FedPoisonTTP: A Threat Model and Poisoning Attack for Federated Test-Time Personalization
Md Akil Raihan Iftee 1, Syed Md. Ahnaf Hasan 1, Amin Ahsan Ali 1, AKM Mahbubur Rahman 1, Sajib Mistry 2, Aneesh Krishna 2
Published on arXiv
2511.19248
Data Poisoning Attack
OWASP ML Top 10 — ML02
Key Finding
Compromised federated participants using FedPoisonTTP substantially diminish overall test-time adaptation performance across clients on corrupted vision benchmarks.
FedPoisonTTP
Novel technique introduced
Test-time personalization in federated learning enables models at clients to adjust online to local domain shifts, enhancing robustness and personalization in deployment. Yet, existing federated learning work largely overlooks the security risks that arise when local adaptation occurs at test time. Heterogeneous domain arrivals, diverse adaptation algorithms, and limited cross-client visibility create vulnerabilities where compromised participants can craft poisoned inputs and submit adversarial updates that undermine both global and per-client performance. To address this threat, we introduce FedPoisonTTP, a realistic grey-box attack framework that explores test-time data poisoning in the federated adaptation setting. FedPoisonTTP distills a surrogate model from adversarial queries, synthesizes in-distribution poisons using feature-consistency, and optimizes attack objectives to generate high-entropy or class-confident poisons that evade common adaptation filters. These poisons are injected during local adaptation and spread through collaborative updates, leading to broad degradation. Extensive experiments on corrupted vision benchmarks show that compromised participants can substantially diminish overall test-time performance.
Key Contributions
- Identifies and formalizes the security threat of test-time data poisoning in the federated personalization setting, a previously overlooked vulnerability.
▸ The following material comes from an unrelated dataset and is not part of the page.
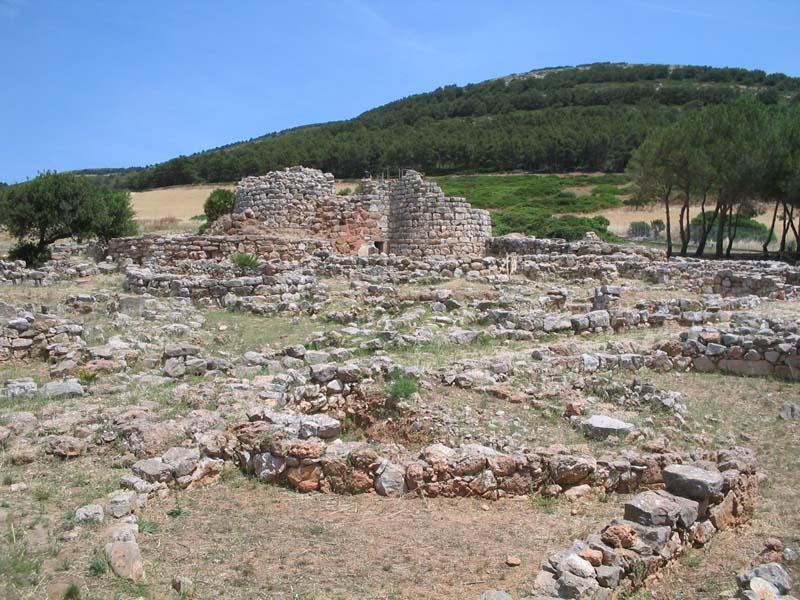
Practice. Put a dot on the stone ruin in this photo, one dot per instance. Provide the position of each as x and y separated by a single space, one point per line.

- Proposes FedPoisonTTP, a grey-box attack that distills a surrogate model via adversarial queries and synthesizes in-distribution poisons using feature-consistency constraints.
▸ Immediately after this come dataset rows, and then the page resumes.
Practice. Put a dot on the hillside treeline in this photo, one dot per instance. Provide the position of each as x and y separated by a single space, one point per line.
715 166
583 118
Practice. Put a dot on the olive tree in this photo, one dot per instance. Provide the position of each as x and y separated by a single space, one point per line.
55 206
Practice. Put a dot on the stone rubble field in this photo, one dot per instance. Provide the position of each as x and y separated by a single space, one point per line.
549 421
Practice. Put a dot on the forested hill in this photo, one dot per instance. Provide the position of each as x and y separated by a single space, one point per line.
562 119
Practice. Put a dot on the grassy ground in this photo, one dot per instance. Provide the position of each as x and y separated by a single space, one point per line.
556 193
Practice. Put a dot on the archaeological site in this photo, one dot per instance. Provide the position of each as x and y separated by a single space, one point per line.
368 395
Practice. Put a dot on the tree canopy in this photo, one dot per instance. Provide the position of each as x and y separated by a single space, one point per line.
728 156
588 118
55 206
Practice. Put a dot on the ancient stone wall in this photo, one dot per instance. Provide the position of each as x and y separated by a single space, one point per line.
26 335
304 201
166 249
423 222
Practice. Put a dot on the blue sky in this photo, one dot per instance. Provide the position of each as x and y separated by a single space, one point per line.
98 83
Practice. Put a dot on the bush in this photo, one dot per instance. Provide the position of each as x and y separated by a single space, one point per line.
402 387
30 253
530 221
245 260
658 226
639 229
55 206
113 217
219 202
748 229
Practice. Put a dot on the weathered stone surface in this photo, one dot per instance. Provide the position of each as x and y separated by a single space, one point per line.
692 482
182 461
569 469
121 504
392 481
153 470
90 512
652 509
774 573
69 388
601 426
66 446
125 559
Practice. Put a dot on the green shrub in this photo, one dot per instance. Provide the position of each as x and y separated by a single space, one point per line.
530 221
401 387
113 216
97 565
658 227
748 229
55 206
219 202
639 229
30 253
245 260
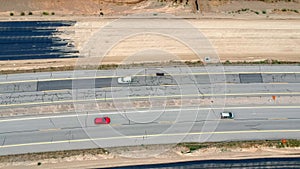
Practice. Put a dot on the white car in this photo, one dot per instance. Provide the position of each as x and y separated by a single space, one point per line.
126 79
227 115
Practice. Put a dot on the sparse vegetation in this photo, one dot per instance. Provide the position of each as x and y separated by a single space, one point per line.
48 155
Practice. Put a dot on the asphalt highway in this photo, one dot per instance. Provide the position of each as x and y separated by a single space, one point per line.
39 133
246 92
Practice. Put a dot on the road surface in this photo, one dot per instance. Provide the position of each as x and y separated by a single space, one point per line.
254 118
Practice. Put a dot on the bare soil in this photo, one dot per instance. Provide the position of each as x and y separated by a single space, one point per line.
149 154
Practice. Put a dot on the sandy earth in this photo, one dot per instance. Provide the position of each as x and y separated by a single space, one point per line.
232 39
127 156
243 36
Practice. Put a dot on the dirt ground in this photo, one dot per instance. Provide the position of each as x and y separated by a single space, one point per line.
232 39
148 155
- Demonstrates that high-entropy and class-confident poisons evade common adaptation filters and cause broad performance degradation across clients via collaborative update propagation.
🛡️ Threat Analysis
FedPoisonTTP is fundamentally a data poisoning attack: it synthesizes poisoned inputs injected during local test-time adaptation (which acts as on-the-fly training data for the adaptation step), corrupting local models that then spread the degradation through federated aggregation. The goal is broad performance degradation — characteristic of ML02 — not a hidden triggered behavior (ML10). The compromised participant submitting adversarial model updates is the canonical federated poisoning pattern that ML02 covers.